Peer de Garde is geen product van een of andere sprookjesverteller, maar was werkelijk de zesde veldwachter van Hove en staat geboekstaafd als Petrus Marie Van Clapdurp. Het gemeentebestuur stelde hem op 12 oktober 1884 aan als veldwachter. Hij werd geboren in Sinaai (Oost-Vlaanderen) op 31 augustus 1850 en was na zijn benoeming bij de Hovenaars vlug bekend als Peer de Garde. Mevrouw Vedus uit Mechelen zou zijn veldwachterstenue maken voor de som van 193,45 frank. Dit kostuum bestond uit een frack of tunique, een overfrack of kapot, een kepie en een broek. Peer was een rijzig man met een streng gelaat en begon zijn loopbaan in de tijd dat de tegenstelling tussen katholieken en liberalen in Hove naar zijn hoogtepunt evolueerde, terwijl deze tegenstelling in de naburige dorpen juist begon af te nemen. Op de kermisdag van 28 juni 1885 verordende burgemeester Jos Coveliers dat de katholieke fanfare Sint-Laureys mocht optreden van 11 tot 13 uur, terwijl de liberale fanfare De Eendracht dat mocht op de maandag daaropvolgend. Maar deze laatste verscheen ’s zondags ook op het appel en zo bliezen er toen twee fanfares tegen elkaar op. Peer moest toen op bevel van de burgemeester de 36 leden van de liberale fanfare verbaliseren. Peer had zo nog een belangrijke zaak op 21 juli 1890 in verband met burgemeester L. Van Linden die samen met zijn broer in de omgeving van Walem werd overvallen door vijf kanonniers.

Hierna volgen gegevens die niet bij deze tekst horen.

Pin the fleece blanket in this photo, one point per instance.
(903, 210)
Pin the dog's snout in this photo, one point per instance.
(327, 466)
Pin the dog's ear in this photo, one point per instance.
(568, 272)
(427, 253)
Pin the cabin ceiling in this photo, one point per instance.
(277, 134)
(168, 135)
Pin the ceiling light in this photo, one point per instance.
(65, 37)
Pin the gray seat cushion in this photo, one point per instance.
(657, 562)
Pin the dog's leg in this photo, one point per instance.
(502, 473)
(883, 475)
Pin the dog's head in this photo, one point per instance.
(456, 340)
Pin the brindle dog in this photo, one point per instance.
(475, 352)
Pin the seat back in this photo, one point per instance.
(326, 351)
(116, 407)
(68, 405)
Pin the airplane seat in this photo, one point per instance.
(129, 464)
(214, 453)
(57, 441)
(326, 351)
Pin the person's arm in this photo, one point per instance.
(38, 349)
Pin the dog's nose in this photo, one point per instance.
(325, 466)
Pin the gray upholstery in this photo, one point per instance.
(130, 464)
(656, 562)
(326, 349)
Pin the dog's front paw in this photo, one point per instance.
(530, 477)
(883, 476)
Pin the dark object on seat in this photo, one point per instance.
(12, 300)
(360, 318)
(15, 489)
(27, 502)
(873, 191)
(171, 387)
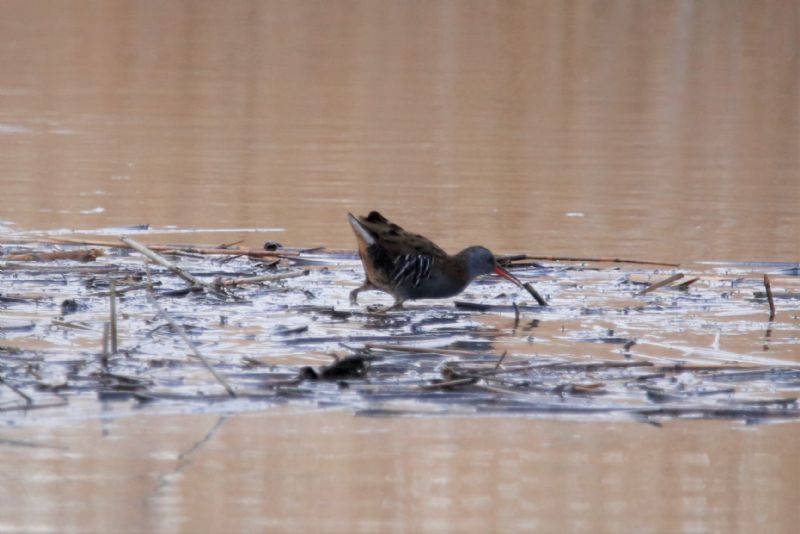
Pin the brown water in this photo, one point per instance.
(661, 130)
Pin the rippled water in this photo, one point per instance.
(662, 131)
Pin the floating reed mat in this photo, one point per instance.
(124, 320)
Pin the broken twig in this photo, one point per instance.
(182, 333)
(662, 283)
(770, 300)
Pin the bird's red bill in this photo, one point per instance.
(507, 275)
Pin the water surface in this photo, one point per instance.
(664, 130)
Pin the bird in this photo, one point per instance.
(409, 266)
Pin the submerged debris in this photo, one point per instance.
(207, 325)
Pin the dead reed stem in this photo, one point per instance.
(770, 300)
(259, 279)
(662, 283)
(169, 265)
(15, 389)
(600, 260)
(182, 333)
(112, 293)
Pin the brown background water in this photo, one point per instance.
(660, 130)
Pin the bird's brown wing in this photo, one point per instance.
(392, 257)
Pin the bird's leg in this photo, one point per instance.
(354, 293)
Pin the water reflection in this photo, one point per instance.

Hij zou een strenge veldwachter geweest zijn die het gezag en de hem toevertrouwde taak plichtmatig uitoefende. Bij de door hem opgestelde processen komen heel wat diefstallen en stroperijen voor. Er werden bij fietsenmaker Tessens eens drie rijwielen gestolen, maar herbergtwisten en vechtpartijen, alsook beledigingen, kwamen het vaakst voor. In die tijd telde Hove meer dan veertig herbergen. Opvallend in de reeks processen zijn ook de treinongevallen met dodelijke afloop. In 1888 geraakte een boswachter onder de trein en een winkelier uit Antwerpen die een briefje naliet zijn naam niet te vermelden. Er werd “een werkman van den ijzeren weg door een trein vermorzeld” en een boer verongelukte bij het oversteken van de springbareel.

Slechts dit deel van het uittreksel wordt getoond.